### Index objects and labeled data
#### Creating a Series

In [1]:
import pandas as pd

In [2]:
prices = [10.70, 10.86, 10.74, 10.71, 10.79] 

In [3]:
shares = pd.Series(prices)

In [4]:
shares

0    10.70
1    10.86
2    10.74
3    10.71
4    10.79
dtype: float64

#### Creating an index

In [5]:
days = ['Mon', 'Tue', 'Wed', 'Thur', 'Fri']

In [6]:
shares = pd.Series(prices, index=days) 

In [7]:
shares

Mon     10.70
Tue     10.86
Wed     10.74
Thur    10.71
Fri     10.79
dtype: float64

#### examining index

In [8]:
shares.index

Index(['Mon', 'Tue', 'Wed', 'Thur', 'Fri'], dtype='object')

In [9]:
shares.index[2]

'Wed'

In [10]:
shares.index[:2]

Index(['Mon', 'Tue'], dtype='object')

In [11]:
shares.index[-2:]

Index(['Thur', 'Fri'], dtype='object')

In [12]:
shares.index.name

In [14]:
shares.index.name = "weekday"

In [15]:
shares

weekday
Mon     10.70
Tue     10.86
Wed     10.74
Thur    10.71
Fri     10.79
dtype: float64

### Modifying index entries

In [16]:
#index does not support mutable operations
shares.index[3] = "Wednesday"

TypeError: Index does not support mutable operations

In [17]:
#index does not support mutable operations 
shares.index[:4] = ['Monday', 'Tuesday', 'Wednesday', 'Thursday']

TypeError: Index does not support mutable operations

In [19]:
# it's possible to modify index but fully
shares.index = ['Monday', 'Tuesday', 'Wednesday', 'Thursday', 'Friday'] 

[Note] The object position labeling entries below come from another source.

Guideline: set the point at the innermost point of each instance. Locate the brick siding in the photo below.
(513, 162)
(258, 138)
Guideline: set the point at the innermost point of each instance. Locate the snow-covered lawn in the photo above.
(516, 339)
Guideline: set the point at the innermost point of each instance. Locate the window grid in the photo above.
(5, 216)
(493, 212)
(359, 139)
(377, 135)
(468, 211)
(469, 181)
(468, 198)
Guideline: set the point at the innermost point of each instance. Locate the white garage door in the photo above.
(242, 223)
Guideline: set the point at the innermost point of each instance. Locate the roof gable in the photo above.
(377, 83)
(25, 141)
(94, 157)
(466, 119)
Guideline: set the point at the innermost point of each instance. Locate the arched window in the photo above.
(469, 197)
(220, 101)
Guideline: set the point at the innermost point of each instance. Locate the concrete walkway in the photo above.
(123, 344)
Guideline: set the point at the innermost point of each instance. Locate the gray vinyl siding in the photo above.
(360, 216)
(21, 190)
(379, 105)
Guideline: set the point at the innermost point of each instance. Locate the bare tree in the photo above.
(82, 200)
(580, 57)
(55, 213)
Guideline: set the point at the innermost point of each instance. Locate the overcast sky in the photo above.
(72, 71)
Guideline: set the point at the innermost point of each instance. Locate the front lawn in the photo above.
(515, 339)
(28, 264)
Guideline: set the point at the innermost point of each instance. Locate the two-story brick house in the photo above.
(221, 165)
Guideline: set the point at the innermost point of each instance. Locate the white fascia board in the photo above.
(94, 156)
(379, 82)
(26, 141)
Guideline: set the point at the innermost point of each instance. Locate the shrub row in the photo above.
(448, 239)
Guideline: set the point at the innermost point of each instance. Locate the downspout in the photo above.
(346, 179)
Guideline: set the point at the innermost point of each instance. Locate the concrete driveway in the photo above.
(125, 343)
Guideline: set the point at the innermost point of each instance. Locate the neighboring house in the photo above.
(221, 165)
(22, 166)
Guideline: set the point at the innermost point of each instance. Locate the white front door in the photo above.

#### unimployment data example

In [None]:
unemployment = pd.read_csv('Unemployment.csv') 

In [21]:
unemployment.index = unemployment['Zip']
#now index and "Zip" column contain the same data, ergo we can delete the latter

In [None]:
del unemployment["Zip"]

In [None]:
# we could set index from the very beginning
unemployment = pd.read_csv("unemployment.csv", index_col = "Zip")

#### Changing index of a DataFrame
As you saw in the previous exercise, indexes are immutable objects. This means that if you want to change or modify the index in a DataFrame, then you need to change the whole index. You will do this now, using a list comprehension to create the new index.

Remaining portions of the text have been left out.